The Treasury’s decision to implement a massive increase in the fees for excise tax stamps is a slap in the face of the overburdened Kenyan taxpayer.
Despite protests and appeals from producers and consumers, these increases of up to 300 percent are already pushing up the shop prices of fruit juices, cosmetics, alcohol and cigarettes.
This latest unwelcome addition to the soaring cost of living throws a harsh spotlight on the expensive but ineffective Excisable Goods Management System (EGMS).
And news that the Kenyan Revenue Authority (KRA) has issued a fresh notice for a competitive tender to run the EGMS solution has revived the controversy over its decade-long deal.
It is now imperative that the government issue a full and transparent account of the deal to the public, whose support is ultimately needed if President William Ruto is to succeed in his stated aim of raising Sh3 trillion in tax revenue in the 2023–2024 fiscal year and Sh4 trillion over the medium term through tax administrative and policy changes.
Before the fee hike, Kenyans were already paying some of the highest prices for stamps in the world. As of March 1, they’re even more expensive.
The price Kenyans pay for excise stamps becomes even more questionable when one considers the initial intention of the pricing for the stamp was solely for administrative purposes.
However, with each amendment of the regulations, there have been concerted efforts to increase the basis for the pricing.
The EGMS was introduced in 2013 with the stated intention of curbing the illicit trade in excisable goods.
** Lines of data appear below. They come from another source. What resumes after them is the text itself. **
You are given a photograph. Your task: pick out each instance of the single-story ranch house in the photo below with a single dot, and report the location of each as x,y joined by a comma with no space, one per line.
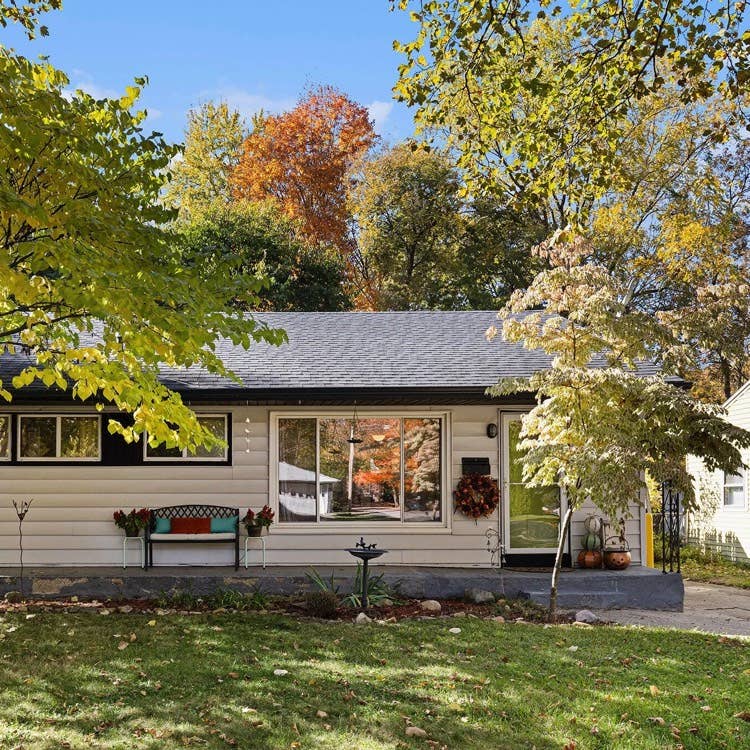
721,522
410,385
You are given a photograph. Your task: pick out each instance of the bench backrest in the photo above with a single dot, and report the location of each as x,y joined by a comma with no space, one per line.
193,511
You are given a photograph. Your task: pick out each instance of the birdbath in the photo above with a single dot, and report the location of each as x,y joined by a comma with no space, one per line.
365,552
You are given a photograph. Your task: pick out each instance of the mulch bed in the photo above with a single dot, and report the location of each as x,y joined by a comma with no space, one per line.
511,610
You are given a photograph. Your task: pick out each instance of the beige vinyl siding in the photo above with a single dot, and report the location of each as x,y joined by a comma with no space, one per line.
70,522
727,529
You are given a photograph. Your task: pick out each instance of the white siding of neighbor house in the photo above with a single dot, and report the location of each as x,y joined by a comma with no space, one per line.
727,529
70,522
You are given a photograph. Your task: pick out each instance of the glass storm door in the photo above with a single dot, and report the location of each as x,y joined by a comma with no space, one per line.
531,514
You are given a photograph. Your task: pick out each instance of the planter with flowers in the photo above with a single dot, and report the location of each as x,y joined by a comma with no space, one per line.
133,521
256,522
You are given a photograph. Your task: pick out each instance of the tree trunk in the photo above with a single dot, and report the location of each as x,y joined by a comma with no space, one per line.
558,563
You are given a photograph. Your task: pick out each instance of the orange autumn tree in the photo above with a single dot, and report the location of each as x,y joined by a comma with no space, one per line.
300,159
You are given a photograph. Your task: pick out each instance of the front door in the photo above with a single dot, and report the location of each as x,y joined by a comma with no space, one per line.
532,515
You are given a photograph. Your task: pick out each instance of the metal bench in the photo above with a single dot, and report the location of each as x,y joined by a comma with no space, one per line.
193,511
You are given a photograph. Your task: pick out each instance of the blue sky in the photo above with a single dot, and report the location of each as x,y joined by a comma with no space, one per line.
252,54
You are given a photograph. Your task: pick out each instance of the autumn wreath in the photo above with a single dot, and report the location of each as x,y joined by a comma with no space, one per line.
477,495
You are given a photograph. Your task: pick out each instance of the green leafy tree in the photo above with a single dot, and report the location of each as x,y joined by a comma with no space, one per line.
536,99
598,426
92,287
213,144
258,239
406,206
422,245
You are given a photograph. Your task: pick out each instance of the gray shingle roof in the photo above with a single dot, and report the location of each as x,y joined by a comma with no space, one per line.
368,350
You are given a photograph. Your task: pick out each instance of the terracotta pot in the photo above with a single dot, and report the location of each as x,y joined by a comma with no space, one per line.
589,558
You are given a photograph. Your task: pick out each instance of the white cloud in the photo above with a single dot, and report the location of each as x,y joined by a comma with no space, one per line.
379,112
247,103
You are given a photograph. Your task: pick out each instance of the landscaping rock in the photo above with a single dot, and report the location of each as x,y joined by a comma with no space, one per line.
587,616
480,596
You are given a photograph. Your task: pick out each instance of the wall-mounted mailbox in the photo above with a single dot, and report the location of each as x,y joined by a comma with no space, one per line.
479,465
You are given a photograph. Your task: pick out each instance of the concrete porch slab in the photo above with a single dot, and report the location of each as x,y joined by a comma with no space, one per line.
636,587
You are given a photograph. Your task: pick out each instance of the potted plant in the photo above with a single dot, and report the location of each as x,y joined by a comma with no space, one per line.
133,521
256,522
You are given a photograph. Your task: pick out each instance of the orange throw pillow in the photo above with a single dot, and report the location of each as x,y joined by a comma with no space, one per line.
191,526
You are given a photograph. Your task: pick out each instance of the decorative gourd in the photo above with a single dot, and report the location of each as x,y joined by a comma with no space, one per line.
592,524
591,542
590,558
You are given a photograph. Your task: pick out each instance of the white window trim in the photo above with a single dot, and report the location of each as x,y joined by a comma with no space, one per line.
506,417
741,507
187,456
58,458
8,455
371,527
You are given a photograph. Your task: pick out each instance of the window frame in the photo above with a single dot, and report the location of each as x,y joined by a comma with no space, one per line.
743,485
58,458
346,527
9,453
186,456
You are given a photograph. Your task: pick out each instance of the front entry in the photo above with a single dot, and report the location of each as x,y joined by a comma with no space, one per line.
531,515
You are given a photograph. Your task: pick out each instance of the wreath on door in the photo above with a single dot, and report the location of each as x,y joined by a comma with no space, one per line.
477,495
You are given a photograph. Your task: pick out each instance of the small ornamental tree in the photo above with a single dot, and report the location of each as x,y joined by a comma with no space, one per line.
598,425
93,288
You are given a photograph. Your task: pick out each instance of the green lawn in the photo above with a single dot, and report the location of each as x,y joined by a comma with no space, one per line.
712,568
123,681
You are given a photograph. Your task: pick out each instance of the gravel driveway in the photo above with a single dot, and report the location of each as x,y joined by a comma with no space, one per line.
713,609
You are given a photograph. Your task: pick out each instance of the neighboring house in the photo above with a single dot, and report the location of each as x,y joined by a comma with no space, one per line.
417,380
721,521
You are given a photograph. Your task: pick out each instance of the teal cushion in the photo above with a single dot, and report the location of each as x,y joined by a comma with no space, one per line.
224,525
163,526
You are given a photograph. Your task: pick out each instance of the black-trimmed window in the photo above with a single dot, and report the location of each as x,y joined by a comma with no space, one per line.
391,473
217,424
5,423
59,437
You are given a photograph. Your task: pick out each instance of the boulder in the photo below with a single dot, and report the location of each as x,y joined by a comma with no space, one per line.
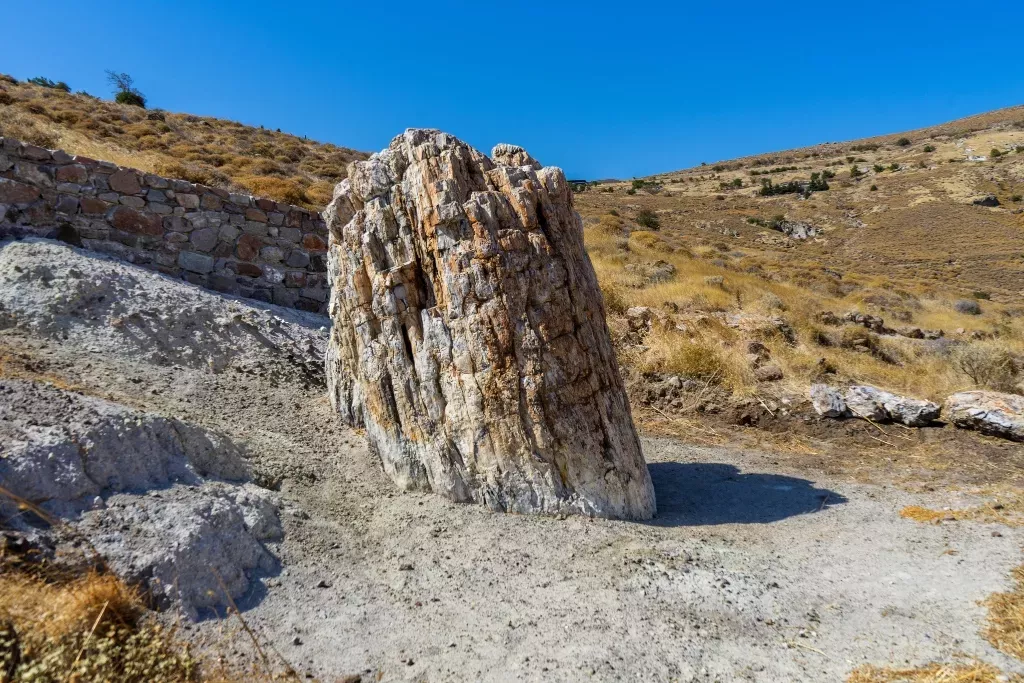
797,229
988,412
986,200
769,373
872,403
827,401
168,505
469,335
884,407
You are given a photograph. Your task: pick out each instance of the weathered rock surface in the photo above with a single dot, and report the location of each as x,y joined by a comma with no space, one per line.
872,403
164,502
113,308
827,401
988,412
469,335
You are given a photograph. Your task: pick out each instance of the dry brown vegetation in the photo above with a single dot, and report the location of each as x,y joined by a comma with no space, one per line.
974,672
83,627
204,150
907,253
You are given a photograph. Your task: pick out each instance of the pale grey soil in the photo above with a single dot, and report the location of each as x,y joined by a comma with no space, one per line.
751,571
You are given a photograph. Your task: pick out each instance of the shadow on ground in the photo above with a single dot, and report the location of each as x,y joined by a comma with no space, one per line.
697,494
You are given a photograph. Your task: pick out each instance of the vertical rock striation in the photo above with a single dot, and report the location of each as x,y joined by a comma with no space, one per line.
469,335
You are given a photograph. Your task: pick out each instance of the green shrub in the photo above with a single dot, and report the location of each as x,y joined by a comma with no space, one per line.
648,219
126,92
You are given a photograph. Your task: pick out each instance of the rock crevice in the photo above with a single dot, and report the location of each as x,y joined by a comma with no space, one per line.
469,336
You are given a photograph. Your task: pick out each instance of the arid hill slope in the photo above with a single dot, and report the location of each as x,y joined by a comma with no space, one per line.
900,239
205,150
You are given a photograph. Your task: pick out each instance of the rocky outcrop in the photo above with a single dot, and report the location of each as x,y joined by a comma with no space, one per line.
469,335
988,412
872,403
167,504
797,229
231,243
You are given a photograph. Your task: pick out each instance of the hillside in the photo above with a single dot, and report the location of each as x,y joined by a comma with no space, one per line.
896,236
188,492
901,239
204,150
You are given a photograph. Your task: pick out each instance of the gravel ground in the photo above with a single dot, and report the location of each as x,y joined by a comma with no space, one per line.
752,570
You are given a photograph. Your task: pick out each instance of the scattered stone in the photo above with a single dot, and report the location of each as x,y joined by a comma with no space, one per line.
988,412
797,229
986,200
769,373
68,450
872,403
469,334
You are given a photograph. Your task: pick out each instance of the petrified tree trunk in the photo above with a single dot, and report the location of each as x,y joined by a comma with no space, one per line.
469,334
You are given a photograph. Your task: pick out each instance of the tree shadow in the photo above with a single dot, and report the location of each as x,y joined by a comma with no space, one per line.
707,494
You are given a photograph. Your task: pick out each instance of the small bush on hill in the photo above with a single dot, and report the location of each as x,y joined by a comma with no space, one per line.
968,307
126,92
648,219
987,366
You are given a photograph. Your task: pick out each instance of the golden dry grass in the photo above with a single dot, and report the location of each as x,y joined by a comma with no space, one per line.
85,629
204,150
1008,511
704,286
1005,628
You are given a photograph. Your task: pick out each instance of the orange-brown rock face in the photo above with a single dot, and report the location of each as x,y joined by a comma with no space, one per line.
469,335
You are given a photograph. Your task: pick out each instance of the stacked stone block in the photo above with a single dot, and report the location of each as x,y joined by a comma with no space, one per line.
227,242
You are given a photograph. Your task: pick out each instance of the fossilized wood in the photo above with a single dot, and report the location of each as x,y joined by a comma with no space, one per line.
469,335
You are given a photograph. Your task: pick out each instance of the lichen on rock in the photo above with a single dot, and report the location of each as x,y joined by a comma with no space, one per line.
469,335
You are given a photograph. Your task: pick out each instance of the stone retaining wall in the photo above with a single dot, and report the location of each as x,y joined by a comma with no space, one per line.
230,243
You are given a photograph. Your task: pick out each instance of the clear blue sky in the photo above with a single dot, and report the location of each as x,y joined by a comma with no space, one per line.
601,89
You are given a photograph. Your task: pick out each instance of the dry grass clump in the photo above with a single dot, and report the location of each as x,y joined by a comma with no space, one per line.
1006,617
86,629
204,150
1008,511
988,365
974,672
848,352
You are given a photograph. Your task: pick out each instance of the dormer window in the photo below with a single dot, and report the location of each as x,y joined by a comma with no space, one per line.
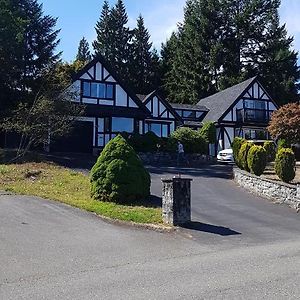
98,90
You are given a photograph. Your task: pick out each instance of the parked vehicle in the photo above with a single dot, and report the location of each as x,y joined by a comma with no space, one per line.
225,156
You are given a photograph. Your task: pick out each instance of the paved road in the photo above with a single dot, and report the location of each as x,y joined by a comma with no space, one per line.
244,248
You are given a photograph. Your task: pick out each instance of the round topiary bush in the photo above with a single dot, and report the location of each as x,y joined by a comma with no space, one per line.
271,150
243,154
283,143
191,139
119,175
236,146
257,159
285,164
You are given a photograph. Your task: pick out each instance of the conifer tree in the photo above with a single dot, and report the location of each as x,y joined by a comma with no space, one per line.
120,37
83,53
102,44
141,58
28,41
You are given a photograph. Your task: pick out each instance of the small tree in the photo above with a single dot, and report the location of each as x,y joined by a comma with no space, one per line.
271,150
191,139
236,146
257,160
119,175
285,123
285,164
243,154
208,132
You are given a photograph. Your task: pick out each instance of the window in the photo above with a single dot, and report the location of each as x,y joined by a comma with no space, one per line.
161,130
122,124
98,90
86,89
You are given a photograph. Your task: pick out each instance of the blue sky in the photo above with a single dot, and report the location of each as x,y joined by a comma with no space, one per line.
78,18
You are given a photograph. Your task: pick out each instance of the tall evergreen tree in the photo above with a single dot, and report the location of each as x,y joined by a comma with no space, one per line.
190,75
27,48
222,42
102,44
140,64
83,53
120,37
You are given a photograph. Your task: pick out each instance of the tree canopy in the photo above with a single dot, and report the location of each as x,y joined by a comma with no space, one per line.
285,123
223,42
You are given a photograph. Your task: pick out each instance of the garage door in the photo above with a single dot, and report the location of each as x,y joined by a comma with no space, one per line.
79,140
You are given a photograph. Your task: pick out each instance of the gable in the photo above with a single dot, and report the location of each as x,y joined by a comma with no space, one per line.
253,97
159,108
98,72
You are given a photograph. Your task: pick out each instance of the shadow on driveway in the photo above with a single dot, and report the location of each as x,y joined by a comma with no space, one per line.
217,230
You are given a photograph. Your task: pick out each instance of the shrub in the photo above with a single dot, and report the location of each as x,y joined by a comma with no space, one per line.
283,143
271,150
236,145
285,164
243,154
191,139
119,175
208,132
257,159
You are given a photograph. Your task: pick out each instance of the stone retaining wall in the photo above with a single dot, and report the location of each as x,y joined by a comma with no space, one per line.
279,191
171,158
But it has patently failed to achieve this objective. An estimated one in every five products sold in Kenya is counterfeit and the Kenyan Association of Manufacturers (KAM) has reported that the market is flooded with fake excise stamps.
The Anti-Counterfeit Authority (ACA) estimates the value of illicit trade has soared to Sh1 trillion this year. Nearly half of the alcohol consumed in Kenya is illicit, with tax evaded on 44 percent of drinks, according to the World Health Organization.
That results in an annual loss to the fiscus of a staggering Sh78 billion.
Dramatic excise increases on tobacco products have been accompanied by a surge in sales of tax-evading cigarettes, which are counterfeit, trafficked from abroad, or both.
An estimated one in four cigarettes sold in Kenya is now illicit and paying no tax. The latest rise in the price of excise stamps will inevitably fuel this illicit trade, thereby reducing revenue even further.